Com relação à governança e gestão estratégica, aderimos à Rede de Inovação no Setor Público (InovaGov), de forma a reforçar a sua preocupação em aperfeiçoar constantemente os serviços que prestamos à sociedade.
No quesito gestão de pessoas, há projeto de adesão a módulos do Sigepe Gestor e do Sigepe Servidor, como, por exemplo, para gerenciamento de férias e afastamentos de servidores diretamente por meio do sistema de pessoal gerido pelo Ministério da Economia.
No que diz respeito ao patrimônio e racionalização de custeio, o Cade pretende oportunizar o compartilhamento com outros órgãos e entidades públicas de soluções que deram certo na autarquia e também de espaços internos, como o Plenário e a Biblioteca Agamenon Magalhães.
O Cade tem uma cultura de melhoria contínua e de incorporação das melhores práticas de gestão, mas posso afirmar que o TransformaGov fez aumentar na nossa equipe o espírito de contribuição e colaboração para a agenda de modernização da administração federal. Isso é refletido no compromisso público que o Cade está assumindo com a sociedade no novo plano estratégico para 2021-2024, em que estabelecemos o objetivo de “fortalecer práticas de governança e exercer papel ativo na transformação da gestão pública”.

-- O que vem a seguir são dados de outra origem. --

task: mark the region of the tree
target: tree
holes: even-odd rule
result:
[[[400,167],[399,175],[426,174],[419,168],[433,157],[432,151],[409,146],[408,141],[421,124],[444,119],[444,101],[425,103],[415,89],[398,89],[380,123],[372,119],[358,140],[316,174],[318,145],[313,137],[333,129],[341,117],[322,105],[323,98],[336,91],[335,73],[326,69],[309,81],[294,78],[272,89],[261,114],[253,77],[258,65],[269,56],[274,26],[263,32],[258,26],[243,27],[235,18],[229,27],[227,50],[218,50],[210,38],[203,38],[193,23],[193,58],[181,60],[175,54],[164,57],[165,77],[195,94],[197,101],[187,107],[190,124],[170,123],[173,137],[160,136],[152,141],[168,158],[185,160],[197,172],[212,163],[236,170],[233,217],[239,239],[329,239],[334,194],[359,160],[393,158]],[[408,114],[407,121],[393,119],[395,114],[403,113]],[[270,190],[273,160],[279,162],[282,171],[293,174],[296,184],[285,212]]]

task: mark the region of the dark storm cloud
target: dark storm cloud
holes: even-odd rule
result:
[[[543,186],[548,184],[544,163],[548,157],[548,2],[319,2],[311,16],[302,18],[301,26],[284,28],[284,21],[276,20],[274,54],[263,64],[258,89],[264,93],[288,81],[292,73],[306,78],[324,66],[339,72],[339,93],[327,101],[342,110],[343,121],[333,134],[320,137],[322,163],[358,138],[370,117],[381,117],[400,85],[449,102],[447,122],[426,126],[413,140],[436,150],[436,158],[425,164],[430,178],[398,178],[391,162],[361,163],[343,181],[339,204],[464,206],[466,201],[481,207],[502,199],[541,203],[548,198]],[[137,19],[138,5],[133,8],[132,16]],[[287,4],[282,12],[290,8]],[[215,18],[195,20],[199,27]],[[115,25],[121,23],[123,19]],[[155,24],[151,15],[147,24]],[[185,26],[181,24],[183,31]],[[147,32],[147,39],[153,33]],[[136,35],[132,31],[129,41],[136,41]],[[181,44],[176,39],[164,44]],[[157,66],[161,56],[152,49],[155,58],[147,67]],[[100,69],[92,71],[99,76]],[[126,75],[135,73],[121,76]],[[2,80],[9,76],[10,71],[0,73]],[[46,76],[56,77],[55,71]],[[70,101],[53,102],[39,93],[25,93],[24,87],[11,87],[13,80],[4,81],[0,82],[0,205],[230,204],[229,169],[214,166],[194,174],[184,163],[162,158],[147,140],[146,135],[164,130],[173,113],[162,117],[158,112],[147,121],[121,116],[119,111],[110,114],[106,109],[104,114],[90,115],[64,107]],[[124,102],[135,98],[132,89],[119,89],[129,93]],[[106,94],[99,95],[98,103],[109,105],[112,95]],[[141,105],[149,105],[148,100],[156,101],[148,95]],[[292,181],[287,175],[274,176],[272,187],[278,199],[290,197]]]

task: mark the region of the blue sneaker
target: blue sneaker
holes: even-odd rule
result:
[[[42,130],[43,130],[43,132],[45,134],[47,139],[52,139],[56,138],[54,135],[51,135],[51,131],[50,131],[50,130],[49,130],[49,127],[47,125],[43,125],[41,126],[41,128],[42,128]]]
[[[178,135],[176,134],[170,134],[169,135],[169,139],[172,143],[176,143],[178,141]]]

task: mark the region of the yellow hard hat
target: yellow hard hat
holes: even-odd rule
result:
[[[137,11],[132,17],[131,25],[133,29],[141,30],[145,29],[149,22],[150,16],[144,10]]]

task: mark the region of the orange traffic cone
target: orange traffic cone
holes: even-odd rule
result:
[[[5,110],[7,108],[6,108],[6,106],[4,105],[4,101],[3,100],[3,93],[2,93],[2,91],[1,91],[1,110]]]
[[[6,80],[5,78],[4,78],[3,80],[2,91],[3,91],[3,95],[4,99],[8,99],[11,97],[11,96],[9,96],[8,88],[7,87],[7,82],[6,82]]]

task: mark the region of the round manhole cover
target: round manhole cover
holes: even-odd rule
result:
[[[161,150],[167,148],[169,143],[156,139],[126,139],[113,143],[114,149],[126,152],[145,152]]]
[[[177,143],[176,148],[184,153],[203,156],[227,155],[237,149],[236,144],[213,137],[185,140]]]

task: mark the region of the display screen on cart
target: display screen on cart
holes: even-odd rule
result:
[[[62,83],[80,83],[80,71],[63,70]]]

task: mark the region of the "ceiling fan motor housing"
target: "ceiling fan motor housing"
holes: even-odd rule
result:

Mariana Dalcanale Rosa é da carreira de Especialista em Políticas Públicas e Gestão Governamental e é graduada em Gestão Estratégica das Organizações Públicas pela Universidade do Sul de Santa Catarina. Atua no Conselho Administrativo de Defesa Econômica (o Cade) desde 2009 e atualmente é Diretora de Administração e Planejamento. Antes disso, trabalhou por uma década na Caixa Econômica Federal. Em 20 anos no setor público, acumulou experiência na condução de projetos de mudança organizacional.